Whenever there’s categorical information, I use tables:

| Severity | Definition | Response Timeline |
|----------|------------|-------------------|
| CRITICAL | Active exploitation risk | Fix within 24 hours |
| HIGH | Significant weakness | Fix within 1 week |
| MEDIUM | Best practice deviation | Fix within 1 month |
| LOW | Minor improvement | Next maintenance |

Agents reference these consistently, which means consistent output.

Checklists for Verification

Instead of trusting the agent to remember everything:

**SSH Hardening Checklist:**
- [ ] Protocol 2 only
- [ ] PermitRootLogin no
- [ ] PasswordAuthentication no
- [ ] PubkeyAuthentication yes
- [ ] PermitEmptyPasswords no

The agent works through each item systematically.

The Minimum Viable Agent

If you’re starting out, here’s the minimum structure that works:

# [Agent Name]

[One sentence: what this agent does and its key constraint]

## Role

You are an expert in [specific domain] specializing in:
- [Specialty 1]
- [Specialty 2]
- [Specialty 3]

## Critical Rules

<critical_rules>
- ALWAYS [key behavior]
- NEVER [key constraint]
- ALWAYS [verification step]
</critical_rules>

## What You CAN Do
- [Capability 1]
- [Capability 2]

## What You CANNOT Do
- [Constraint 1]
- [Constraint 2]

## Communication Style

**Good:** [Example of ideal output]

**Bad:** [Example of what to avoid]

That’s maybe 50 lines.
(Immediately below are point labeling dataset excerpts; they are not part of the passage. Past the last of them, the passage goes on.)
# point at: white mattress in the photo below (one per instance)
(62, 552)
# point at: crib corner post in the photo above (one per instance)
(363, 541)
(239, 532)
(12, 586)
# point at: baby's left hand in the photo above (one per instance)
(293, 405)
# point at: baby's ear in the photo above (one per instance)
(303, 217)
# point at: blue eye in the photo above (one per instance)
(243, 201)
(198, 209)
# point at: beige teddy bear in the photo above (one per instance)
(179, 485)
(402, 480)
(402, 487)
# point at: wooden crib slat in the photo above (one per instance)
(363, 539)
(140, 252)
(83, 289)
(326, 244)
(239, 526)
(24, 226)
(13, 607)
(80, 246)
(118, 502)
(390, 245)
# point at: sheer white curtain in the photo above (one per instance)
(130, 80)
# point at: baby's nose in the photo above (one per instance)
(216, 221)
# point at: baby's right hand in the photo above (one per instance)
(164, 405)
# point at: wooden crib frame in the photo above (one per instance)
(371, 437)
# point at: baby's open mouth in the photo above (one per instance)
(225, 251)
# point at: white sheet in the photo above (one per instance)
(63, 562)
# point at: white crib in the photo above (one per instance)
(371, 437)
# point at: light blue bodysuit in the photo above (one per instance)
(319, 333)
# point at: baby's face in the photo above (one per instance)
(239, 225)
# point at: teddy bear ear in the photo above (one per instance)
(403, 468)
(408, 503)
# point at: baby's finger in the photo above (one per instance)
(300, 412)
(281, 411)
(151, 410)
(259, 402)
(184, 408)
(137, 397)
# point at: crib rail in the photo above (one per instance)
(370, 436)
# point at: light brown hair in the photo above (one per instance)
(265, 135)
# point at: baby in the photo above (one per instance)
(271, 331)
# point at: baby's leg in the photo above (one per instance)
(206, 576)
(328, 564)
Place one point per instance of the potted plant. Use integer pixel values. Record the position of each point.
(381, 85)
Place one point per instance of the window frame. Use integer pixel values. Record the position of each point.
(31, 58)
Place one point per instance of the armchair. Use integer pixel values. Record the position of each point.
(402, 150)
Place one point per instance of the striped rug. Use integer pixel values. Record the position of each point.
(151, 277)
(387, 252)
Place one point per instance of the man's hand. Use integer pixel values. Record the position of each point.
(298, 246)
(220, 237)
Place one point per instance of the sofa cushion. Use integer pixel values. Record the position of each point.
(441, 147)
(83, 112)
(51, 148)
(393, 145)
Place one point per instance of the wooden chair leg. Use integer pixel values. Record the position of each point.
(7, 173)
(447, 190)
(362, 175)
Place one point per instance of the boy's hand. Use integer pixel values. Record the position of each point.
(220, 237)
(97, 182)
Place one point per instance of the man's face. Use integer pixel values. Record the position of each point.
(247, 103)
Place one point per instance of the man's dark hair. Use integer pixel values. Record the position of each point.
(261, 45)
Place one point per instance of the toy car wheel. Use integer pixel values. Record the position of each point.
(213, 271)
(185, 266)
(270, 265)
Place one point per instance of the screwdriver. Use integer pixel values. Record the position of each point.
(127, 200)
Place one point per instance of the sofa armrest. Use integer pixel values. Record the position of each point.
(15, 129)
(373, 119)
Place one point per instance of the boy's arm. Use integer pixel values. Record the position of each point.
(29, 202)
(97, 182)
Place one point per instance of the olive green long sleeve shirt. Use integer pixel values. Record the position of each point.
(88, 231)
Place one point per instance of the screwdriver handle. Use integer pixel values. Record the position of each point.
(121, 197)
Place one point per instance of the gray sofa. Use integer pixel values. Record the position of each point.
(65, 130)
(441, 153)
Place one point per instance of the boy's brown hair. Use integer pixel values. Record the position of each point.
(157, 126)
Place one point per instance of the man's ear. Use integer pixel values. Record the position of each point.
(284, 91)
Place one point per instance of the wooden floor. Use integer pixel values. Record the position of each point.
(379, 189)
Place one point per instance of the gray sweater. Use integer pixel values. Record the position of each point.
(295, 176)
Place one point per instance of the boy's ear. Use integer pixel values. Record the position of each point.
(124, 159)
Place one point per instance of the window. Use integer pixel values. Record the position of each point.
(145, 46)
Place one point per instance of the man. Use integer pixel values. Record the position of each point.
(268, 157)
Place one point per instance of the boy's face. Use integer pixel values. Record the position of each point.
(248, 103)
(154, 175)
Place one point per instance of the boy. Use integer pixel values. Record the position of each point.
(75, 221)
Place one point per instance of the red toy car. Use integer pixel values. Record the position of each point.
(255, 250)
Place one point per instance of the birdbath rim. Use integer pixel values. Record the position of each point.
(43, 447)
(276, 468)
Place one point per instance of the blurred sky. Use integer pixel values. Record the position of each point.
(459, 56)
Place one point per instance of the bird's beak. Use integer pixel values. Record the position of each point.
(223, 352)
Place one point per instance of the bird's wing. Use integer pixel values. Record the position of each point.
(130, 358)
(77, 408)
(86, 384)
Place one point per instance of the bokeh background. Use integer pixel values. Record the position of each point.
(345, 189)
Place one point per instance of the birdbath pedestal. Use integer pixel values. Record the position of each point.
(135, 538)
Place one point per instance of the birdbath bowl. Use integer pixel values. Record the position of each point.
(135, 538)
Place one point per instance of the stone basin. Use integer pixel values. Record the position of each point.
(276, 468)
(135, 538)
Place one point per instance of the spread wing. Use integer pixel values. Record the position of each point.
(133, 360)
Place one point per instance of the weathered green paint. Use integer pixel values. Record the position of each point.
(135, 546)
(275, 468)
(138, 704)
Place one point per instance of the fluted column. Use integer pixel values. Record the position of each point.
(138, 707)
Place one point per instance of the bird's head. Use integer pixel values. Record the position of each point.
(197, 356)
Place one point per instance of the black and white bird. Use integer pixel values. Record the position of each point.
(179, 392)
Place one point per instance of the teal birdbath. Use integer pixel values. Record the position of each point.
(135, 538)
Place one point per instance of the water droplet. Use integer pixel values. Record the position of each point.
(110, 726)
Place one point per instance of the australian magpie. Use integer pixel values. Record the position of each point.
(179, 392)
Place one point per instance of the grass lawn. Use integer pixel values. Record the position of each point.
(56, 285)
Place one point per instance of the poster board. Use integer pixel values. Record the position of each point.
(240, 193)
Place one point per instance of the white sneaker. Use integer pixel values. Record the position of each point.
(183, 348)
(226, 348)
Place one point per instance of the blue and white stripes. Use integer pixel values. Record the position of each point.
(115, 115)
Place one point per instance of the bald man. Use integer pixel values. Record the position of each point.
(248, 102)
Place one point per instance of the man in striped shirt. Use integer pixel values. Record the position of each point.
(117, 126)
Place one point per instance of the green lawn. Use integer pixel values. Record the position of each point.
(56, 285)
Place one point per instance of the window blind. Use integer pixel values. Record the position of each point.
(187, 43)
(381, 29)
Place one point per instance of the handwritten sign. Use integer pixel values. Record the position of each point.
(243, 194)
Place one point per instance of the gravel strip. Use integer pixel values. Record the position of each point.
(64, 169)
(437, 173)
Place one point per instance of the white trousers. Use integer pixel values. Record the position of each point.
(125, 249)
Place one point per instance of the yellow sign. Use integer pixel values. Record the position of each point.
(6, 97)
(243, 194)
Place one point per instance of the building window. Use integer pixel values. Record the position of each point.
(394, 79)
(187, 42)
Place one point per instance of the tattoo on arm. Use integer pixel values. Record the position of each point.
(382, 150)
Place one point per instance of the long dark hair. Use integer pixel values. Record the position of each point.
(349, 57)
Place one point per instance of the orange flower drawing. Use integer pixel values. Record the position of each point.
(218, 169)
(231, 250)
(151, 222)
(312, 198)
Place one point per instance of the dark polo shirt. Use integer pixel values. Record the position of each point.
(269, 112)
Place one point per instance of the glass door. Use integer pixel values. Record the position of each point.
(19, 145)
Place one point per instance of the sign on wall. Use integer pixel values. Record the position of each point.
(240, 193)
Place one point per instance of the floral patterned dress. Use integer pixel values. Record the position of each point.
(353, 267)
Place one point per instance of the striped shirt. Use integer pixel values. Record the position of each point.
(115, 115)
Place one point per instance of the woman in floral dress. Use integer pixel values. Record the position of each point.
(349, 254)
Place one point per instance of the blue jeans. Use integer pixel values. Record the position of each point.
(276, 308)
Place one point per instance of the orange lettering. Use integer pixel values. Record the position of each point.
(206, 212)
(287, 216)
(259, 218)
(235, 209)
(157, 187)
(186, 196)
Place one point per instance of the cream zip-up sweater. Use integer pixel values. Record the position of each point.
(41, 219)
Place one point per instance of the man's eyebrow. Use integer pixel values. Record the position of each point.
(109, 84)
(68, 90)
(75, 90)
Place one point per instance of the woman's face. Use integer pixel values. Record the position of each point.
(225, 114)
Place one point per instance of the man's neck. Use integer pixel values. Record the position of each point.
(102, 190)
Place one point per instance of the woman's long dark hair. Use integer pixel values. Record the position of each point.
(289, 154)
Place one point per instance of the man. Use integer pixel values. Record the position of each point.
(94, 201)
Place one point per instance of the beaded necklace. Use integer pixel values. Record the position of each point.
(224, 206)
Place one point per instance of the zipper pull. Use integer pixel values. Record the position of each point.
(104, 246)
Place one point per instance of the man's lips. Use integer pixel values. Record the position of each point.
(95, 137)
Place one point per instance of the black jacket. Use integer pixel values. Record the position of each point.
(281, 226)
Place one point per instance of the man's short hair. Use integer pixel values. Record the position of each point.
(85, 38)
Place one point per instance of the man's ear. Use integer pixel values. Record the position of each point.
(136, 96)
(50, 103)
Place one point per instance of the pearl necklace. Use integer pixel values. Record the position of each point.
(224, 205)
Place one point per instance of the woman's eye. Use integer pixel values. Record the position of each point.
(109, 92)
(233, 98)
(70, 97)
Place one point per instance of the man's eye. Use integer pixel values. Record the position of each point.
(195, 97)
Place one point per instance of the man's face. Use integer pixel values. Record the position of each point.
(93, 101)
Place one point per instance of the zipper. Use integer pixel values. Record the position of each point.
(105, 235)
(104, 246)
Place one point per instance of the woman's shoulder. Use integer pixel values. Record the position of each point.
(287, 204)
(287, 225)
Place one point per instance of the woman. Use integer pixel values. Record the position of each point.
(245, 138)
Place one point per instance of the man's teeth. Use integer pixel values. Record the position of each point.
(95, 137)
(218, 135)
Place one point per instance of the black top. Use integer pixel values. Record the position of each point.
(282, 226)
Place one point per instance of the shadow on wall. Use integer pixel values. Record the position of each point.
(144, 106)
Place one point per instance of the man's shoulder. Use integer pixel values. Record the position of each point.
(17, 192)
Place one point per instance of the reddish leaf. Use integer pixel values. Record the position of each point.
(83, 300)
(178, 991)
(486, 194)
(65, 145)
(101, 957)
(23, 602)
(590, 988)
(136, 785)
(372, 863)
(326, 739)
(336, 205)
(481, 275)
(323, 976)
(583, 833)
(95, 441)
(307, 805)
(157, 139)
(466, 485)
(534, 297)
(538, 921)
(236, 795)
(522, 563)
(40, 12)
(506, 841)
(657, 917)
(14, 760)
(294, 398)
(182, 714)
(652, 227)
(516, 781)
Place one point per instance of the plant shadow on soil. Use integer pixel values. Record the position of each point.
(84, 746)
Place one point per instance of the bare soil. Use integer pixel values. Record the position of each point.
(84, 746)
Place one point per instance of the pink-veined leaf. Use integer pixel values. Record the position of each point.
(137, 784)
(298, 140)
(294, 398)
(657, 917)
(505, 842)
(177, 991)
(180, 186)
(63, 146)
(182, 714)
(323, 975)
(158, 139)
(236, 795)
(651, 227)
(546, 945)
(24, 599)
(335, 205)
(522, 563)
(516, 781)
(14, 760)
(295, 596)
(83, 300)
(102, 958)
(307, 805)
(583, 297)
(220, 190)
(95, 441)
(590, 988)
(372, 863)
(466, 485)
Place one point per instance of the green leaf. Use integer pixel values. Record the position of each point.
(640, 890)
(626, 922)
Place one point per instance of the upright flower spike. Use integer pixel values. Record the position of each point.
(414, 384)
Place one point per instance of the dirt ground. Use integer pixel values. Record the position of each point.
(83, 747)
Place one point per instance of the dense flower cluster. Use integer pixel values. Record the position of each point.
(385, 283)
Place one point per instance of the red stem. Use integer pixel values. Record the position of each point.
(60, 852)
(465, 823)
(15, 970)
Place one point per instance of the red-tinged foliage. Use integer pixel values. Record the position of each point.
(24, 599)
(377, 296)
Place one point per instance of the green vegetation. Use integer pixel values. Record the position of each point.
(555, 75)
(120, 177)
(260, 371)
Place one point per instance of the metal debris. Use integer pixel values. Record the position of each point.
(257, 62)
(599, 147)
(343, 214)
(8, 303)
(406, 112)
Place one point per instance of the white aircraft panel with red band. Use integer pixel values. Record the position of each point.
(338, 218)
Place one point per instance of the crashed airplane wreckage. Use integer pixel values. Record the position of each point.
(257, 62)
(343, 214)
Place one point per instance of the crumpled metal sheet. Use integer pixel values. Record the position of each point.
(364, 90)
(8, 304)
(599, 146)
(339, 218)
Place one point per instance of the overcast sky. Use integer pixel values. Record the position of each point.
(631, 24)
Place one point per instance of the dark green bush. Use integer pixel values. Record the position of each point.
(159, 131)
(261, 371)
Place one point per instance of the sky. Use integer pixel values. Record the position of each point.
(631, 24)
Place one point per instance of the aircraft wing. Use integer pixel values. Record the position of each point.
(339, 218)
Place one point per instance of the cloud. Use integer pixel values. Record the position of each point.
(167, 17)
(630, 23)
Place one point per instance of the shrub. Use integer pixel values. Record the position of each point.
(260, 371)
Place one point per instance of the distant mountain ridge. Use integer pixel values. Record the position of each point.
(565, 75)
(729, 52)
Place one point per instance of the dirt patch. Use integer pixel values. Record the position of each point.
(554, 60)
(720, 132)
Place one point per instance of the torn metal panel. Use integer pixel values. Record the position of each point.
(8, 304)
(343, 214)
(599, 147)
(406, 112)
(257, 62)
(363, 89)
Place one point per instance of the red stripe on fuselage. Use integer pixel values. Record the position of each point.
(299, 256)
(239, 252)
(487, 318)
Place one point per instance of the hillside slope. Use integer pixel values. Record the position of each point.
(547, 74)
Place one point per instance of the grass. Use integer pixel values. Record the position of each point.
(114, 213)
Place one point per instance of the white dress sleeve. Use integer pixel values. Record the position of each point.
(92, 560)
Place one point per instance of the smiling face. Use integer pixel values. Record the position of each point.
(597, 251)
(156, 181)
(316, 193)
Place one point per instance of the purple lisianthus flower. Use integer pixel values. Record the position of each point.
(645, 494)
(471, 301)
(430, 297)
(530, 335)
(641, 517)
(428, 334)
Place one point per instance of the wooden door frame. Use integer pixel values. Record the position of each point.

Start there, then expand based on what breaks.

What I Learned

Invest upfront, save later: A well-designed agent takes hours to build but saves days of frustration
Explicit beats implicit: If you want specific behavior, specify it. Models don’t read minds.
Templates > instructions: Showing the output format you want works better than describing it
Constraints prevent disasters: The CANNOT section is as important as the CAN section
Test with real tasks: Build agents for actual problems you have, not theoretical ones

Where to Find Examples

All 28 of my agents are open source:

ai-prompts repository - Browse the full collection

The agents are organized into packs:

Infrastructure (7): Storage, monitoring, security, networking, databases
Development (7): Code building, review, testing, API design, performance
Content (6): Blog writing, documentation, social media, newsletters
Research (8): Market research, competitive analysis, fact-checking, trends

Each one follows the golden standard pattern. Fork them, adapt them, make them yours.

Next Steps

If you’re building agents, start with one real problem you have. Build an agent for it using this structure. Test it. Iterate.

The patterns compound. Once you have one good agent, building the next one is faster. And when you have ten agents that work well together, you’ve got something that genuinely multiplies your capabilities.

That’s the goal, anyway. I’m not even three years into my apprenticeship, but this is the thing that caught my attention and kept me hooked for days. There’s something here.